Programming Example 2
Here, we will try to do some operations on the data already removed by the free() function.
#include <stdlib.h>
#include "userdefined_malloc.h"
int main ()
{
int *darray;
int i,n;
printf ("\n Enter size of array = ");
scanf ("%d", &n);
darray = (int *) malloc (n*sizeof(int));
printf ("\n Before putting contents \n");
for (i=0; i<n; i++)
{
printf ("%d \n", darray[i]);
}
printf ("\n Enter %d elements = \n",n);
for (i= 0; i<n; i++)
{
scanf ("%d", &darray[i]);
}
printf ("\n The contents of the array are \n");
for (i=0; i<n; i++)
{
printf ("%d \n", darray[i]);
}
darray = NULL;
free (darray);
free (darray);
printf ("\n After freeing the memory \n");
for (i=0; i<n;i++)
{
printf ("%d \n", darray [i]);
}
printf ("\n");
}
Compile and Run the Program
$ ./testing
Run Using GDB
Explanation
In this particular programming example, we will create an array dynamically with the help of the malloc() function and put some values from the user with the help of for loop.
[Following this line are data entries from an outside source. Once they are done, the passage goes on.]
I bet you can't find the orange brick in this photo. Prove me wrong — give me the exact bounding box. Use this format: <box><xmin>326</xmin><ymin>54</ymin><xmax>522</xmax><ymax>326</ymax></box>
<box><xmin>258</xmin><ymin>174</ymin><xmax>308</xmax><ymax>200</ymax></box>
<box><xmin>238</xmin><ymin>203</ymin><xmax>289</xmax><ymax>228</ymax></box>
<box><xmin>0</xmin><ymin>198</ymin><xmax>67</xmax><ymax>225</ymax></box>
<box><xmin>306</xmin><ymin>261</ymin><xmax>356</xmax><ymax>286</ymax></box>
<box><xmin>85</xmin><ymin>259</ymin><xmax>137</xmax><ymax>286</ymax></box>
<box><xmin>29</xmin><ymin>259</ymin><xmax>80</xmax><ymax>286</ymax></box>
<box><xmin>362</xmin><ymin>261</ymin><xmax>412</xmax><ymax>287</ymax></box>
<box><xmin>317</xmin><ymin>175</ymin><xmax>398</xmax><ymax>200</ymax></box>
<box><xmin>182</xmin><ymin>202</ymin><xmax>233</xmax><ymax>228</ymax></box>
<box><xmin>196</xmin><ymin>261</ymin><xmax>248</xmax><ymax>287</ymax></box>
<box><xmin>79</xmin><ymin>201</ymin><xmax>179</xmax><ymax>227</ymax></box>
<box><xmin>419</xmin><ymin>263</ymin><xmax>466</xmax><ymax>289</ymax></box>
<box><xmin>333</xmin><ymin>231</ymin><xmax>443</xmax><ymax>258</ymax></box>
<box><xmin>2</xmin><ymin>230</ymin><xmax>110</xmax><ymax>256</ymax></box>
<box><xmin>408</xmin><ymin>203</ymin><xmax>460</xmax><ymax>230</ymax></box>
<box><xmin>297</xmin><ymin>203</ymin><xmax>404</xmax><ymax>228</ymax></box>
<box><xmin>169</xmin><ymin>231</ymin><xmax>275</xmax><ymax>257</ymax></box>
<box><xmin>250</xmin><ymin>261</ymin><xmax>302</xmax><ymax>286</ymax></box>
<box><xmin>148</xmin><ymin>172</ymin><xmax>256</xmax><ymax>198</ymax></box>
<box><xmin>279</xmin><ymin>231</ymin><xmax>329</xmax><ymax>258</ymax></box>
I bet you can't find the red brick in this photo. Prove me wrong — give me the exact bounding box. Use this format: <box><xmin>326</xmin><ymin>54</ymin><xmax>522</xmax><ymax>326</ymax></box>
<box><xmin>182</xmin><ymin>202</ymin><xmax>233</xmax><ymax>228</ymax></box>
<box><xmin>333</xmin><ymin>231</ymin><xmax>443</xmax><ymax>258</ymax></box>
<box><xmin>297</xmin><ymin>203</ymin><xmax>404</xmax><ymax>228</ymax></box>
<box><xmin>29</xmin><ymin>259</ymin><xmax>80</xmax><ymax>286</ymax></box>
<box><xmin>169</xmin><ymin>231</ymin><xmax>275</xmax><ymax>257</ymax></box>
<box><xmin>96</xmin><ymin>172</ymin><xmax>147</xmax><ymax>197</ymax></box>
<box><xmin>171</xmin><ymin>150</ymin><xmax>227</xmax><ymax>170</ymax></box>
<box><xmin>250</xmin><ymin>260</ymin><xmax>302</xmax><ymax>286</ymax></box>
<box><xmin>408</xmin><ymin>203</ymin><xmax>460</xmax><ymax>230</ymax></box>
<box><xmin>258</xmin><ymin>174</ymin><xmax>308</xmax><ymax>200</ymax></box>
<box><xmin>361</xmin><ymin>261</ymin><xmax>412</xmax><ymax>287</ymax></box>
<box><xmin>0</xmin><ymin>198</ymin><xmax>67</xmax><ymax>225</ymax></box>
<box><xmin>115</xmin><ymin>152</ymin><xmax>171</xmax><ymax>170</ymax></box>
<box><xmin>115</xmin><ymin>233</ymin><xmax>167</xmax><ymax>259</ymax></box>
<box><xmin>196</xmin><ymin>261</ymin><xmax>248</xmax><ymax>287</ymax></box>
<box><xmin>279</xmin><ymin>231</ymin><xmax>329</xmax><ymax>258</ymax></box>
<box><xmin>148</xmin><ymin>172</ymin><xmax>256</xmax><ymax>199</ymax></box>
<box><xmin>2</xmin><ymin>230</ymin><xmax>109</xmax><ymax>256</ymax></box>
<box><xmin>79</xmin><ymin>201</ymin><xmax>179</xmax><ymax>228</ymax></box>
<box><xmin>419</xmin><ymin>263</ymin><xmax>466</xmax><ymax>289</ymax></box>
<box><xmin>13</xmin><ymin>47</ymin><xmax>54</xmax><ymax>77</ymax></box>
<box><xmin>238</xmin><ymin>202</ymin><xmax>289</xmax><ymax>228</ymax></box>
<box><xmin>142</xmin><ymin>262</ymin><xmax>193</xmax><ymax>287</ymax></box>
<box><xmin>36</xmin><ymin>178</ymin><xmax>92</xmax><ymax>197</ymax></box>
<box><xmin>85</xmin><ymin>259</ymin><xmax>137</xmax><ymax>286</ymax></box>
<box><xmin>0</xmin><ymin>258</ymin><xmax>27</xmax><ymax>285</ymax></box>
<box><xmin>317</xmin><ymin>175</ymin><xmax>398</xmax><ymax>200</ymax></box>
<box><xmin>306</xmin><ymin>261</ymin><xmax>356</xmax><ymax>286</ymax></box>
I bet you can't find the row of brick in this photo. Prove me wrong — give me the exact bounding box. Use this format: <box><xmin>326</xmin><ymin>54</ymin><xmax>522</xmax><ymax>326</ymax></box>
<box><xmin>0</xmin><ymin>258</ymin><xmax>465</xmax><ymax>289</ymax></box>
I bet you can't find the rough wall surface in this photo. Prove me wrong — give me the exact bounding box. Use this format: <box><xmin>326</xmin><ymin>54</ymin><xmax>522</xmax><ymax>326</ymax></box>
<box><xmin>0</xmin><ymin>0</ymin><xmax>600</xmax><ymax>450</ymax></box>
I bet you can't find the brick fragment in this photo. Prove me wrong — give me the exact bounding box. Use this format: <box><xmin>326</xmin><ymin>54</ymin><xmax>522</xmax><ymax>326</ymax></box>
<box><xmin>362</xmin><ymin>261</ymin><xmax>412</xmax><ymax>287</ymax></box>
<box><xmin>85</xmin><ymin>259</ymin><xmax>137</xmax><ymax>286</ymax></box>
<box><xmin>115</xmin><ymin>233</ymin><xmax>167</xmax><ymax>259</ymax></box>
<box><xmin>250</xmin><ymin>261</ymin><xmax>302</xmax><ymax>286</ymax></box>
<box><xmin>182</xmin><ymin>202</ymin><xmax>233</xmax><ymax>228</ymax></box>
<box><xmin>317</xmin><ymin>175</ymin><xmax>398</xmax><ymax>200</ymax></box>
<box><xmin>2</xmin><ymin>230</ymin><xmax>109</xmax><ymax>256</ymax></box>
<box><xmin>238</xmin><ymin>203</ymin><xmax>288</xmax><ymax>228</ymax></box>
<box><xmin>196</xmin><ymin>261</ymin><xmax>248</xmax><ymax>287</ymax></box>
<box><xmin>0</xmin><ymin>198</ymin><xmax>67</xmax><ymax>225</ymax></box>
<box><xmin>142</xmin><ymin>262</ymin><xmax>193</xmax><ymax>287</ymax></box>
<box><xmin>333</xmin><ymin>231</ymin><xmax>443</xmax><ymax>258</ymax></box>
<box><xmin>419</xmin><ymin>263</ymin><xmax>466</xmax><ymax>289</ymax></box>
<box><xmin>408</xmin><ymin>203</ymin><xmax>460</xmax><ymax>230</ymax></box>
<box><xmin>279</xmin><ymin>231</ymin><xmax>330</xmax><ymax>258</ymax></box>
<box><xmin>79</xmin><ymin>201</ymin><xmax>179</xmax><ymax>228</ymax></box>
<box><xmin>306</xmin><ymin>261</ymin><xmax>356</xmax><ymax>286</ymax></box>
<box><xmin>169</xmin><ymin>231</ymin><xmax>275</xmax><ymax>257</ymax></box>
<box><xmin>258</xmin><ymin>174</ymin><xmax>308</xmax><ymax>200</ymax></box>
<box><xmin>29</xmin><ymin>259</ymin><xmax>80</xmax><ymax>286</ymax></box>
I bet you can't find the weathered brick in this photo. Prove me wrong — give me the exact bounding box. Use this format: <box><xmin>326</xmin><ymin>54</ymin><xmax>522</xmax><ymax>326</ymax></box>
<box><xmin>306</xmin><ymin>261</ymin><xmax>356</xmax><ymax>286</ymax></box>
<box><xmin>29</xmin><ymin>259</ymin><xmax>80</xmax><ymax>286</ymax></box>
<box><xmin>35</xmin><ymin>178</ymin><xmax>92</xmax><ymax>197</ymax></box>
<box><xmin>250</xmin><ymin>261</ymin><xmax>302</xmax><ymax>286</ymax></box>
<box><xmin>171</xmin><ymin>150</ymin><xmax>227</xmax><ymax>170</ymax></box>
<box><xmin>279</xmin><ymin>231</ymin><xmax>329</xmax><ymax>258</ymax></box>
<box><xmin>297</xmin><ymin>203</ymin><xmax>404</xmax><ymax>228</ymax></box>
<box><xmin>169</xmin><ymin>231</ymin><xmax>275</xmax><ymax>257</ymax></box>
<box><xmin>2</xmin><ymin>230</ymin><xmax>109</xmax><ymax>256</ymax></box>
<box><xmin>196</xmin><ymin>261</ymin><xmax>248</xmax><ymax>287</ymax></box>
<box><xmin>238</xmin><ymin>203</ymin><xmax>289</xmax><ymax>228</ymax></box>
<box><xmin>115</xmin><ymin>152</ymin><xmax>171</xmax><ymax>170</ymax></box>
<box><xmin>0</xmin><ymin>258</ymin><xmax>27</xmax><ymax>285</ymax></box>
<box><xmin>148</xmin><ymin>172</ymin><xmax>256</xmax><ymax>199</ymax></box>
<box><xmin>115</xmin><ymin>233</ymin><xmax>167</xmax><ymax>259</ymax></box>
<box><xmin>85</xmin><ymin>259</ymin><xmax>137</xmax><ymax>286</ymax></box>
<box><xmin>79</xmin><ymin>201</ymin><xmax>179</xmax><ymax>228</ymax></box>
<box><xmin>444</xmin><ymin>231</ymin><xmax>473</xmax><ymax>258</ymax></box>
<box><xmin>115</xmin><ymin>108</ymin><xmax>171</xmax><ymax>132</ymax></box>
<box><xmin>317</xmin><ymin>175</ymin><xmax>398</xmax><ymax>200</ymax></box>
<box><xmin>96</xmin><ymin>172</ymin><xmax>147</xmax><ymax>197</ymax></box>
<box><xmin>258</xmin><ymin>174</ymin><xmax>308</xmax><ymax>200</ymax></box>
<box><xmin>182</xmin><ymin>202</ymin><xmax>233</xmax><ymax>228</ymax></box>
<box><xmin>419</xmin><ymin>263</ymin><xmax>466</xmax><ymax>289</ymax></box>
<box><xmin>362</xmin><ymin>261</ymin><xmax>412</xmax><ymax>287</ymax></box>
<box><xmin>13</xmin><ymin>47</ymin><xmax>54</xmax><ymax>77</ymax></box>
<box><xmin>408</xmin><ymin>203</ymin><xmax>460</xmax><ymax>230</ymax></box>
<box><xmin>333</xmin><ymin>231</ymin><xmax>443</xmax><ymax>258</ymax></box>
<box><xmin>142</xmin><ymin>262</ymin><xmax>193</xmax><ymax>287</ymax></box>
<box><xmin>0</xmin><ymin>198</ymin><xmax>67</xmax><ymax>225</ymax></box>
Then, we print those values on the monitor. After, we will deallocate the memory by calling the free() function. This function deallocates all the memory created dynamically by the malloc() function.
After that, if we try to print those values again, considering all the values are present in the array, and run the program, we will see some error like “segmentation fault (core dumped)”. Because after freeing the memory, if we will again do some operations on those values, it is not possible practically as the free() function removes all the data.
Conclusion
In this article, we are trying to understand the jemalloc() function properly, starting from its download, installation, creating header file, and running a program. It is very useful using the jemalloc() function to make life easier to other functions, such as malloc(), calloc() function, realloc() function, and free() function. The jemalloc() function successfully executes these functions in the program.